Ensuring 'well-balanced' shallow water flows via a discontinuous Galerkin finite element method: issues at lowest order

TL;DR

This paper identifies and addresses a fundamental issue with the lowest-order discontinuous Galerkin finite element method in modeling shallow water flows over varying topography, proposing a combined scheme to ensure well-balanced solutions.

Contribution

It reveals that the standard DGFEM at lowest order does not produce truly well-balanced solutions for shallow water equations and introduces a combined scheme to fix this problem.

Findings

The standard DGFEM at lowest order fails to maintain steady states in shallow water simulations.

A combined scheme with a finite-volume method ensures well-balanced solutions at lowest order.

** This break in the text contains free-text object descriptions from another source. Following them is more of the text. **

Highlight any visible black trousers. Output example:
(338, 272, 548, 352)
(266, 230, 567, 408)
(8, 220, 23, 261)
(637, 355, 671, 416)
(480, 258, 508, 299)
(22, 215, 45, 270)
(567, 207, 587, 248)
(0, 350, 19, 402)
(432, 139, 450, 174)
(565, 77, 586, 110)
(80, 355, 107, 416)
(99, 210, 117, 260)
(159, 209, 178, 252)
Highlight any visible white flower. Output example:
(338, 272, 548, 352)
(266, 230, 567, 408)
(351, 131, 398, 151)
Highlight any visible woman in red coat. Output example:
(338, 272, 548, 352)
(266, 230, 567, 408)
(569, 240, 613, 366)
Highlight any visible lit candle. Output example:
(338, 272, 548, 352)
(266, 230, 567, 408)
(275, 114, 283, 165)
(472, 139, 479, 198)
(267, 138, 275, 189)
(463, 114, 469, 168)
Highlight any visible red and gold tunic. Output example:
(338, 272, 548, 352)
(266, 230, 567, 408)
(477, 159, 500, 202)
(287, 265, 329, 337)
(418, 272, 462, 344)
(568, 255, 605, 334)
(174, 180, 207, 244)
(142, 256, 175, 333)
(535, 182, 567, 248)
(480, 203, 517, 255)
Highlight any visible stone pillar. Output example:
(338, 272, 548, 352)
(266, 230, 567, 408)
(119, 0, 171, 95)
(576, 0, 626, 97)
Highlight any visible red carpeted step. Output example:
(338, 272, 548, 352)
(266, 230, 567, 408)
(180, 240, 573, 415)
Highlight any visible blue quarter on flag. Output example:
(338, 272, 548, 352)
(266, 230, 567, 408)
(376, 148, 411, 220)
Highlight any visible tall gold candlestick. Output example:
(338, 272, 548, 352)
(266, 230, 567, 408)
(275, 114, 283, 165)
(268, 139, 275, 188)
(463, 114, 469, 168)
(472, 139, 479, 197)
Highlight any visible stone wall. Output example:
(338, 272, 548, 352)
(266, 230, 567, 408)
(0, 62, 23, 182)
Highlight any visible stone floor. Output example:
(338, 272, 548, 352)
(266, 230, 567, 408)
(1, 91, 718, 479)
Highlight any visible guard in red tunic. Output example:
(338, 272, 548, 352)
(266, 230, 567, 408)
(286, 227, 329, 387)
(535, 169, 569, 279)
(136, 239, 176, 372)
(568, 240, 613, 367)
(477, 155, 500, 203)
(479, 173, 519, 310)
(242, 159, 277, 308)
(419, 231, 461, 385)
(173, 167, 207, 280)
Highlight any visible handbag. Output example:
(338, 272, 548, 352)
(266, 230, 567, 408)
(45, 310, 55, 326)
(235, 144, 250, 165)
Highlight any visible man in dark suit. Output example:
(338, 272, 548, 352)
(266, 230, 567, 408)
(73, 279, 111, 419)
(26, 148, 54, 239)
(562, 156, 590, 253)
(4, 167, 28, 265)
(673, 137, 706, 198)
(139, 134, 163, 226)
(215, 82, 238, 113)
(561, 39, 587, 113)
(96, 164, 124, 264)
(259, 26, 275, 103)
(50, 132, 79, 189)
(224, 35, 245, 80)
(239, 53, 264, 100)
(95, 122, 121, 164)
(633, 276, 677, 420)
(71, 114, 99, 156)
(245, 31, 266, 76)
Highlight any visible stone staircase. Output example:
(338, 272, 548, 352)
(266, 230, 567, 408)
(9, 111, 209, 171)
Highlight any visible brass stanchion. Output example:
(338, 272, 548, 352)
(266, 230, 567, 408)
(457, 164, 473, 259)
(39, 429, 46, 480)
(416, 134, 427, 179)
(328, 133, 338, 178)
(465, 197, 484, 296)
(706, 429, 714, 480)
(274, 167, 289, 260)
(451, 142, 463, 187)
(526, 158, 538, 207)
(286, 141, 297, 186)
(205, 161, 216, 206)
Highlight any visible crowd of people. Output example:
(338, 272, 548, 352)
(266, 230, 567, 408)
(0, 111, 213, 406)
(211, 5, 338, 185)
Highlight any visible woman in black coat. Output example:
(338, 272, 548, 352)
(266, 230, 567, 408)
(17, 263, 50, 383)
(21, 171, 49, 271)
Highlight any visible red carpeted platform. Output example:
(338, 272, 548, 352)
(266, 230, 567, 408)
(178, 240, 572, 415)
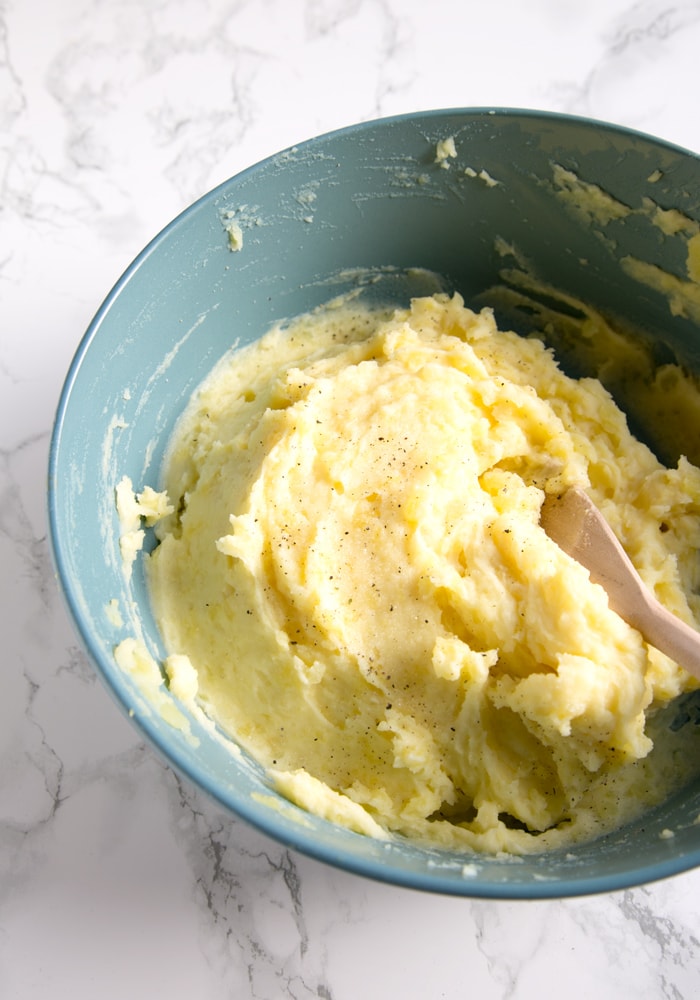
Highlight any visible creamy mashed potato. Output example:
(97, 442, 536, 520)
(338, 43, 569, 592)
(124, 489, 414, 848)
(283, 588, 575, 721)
(142, 292, 700, 853)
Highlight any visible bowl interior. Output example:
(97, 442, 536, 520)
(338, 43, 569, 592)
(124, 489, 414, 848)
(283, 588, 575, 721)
(49, 109, 700, 897)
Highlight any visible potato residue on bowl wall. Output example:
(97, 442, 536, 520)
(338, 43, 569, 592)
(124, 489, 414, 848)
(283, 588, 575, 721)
(117, 291, 700, 854)
(486, 252, 700, 470)
(548, 163, 700, 324)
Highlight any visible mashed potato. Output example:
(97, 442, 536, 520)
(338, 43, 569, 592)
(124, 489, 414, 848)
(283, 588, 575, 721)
(142, 292, 700, 853)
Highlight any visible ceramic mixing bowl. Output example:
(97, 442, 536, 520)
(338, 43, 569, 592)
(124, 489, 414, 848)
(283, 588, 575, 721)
(49, 109, 700, 897)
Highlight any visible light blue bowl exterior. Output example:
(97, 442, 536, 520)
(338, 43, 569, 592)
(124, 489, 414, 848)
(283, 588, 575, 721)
(49, 109, 700, 898)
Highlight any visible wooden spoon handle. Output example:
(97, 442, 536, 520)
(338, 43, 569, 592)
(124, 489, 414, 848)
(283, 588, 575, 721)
(541, 488, 700, 682)
(632, 594, 700, 682)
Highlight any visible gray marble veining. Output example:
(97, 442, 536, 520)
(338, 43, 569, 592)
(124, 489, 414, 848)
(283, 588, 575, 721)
(3, 1, 700, 997)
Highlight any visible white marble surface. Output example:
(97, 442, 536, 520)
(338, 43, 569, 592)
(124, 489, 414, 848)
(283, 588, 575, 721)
(3, 0, 700, 996)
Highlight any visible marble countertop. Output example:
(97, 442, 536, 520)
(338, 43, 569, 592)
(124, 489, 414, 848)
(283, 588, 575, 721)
(3, 0, 700, 996)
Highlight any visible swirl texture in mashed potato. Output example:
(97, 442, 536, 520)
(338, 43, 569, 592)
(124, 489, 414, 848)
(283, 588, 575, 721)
(145, 293, 700, 853)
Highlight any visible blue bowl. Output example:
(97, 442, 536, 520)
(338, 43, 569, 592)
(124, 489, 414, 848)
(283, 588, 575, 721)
(49, 109, 700, 898)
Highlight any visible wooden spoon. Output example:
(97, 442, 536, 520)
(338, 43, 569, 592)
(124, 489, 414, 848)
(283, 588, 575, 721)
(540, 487, 700, 681)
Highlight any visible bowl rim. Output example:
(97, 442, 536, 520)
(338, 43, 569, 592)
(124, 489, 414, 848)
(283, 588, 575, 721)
(48, 106, 700, 899)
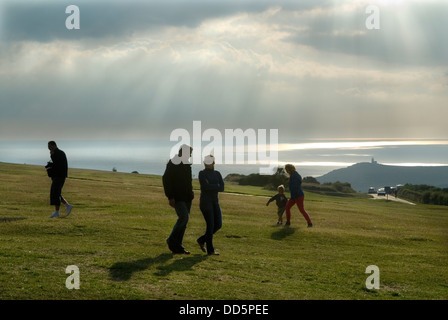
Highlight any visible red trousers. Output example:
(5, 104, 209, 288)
(285, 196, 312, 224)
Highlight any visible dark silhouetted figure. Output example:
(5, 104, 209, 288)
(196, 155, 224, 256)
(162, 144, 194, 254)
(47, 141, 73, 218)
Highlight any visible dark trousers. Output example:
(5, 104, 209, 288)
(167, 201, 191, 252)
(50, 177, 66, 206)
(197, 200, 222, 254)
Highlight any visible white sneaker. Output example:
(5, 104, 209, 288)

The proposed method improves the physical accuracy of shallow water flow modeling over varying topography.

Abstract

The discontinuous Galerkin finite element method (DGFEM) developed by Rhebergen et al. (2008) offers a robust method for solving systems of nonconservative hyperbolic partial differential equations but, as we show here, does not satisfactorily deal with topography in shallow water flows at lowest order (so-called DG0, or equivalently finite volume). In particular, numerical solutions of the space-DG0 discretised one-dimensional shallow water equations over varying topography are not truly `well-balanced'. A numerical scheme is well-balanced if trivial steady states are satisfied in the numerical solution; in the case of the shallow water equations, initialised rest flow should remain at rest for all times. Whilst the free-surface height and momentum remain constant and zero, respectively, suggesting that the scheme is indeed well-balanced, the fluid depth and topography evolve in time. This is both undesirable and unphysical, leading to incorrect numerical solutions for the fluid depth, and is thus a concern from a predictive modelling perspective. We expose this unsatisfactory issue, both analytically and numerically, and indicate a solution that combines the DGFEM formulation for nonconservative products with a fast and stable well-balanced finite-volume method. This combined scheme bypasses the offending issue and successfully integrates nonconservative hyperbolic shallow water-type models with varying topography at lowest order. We briefly discuss implications for the definition of a well-balanced scheme, and highlight applications when higher-order schemes may not be desired, which give further value to our finding beyond its exposure alone.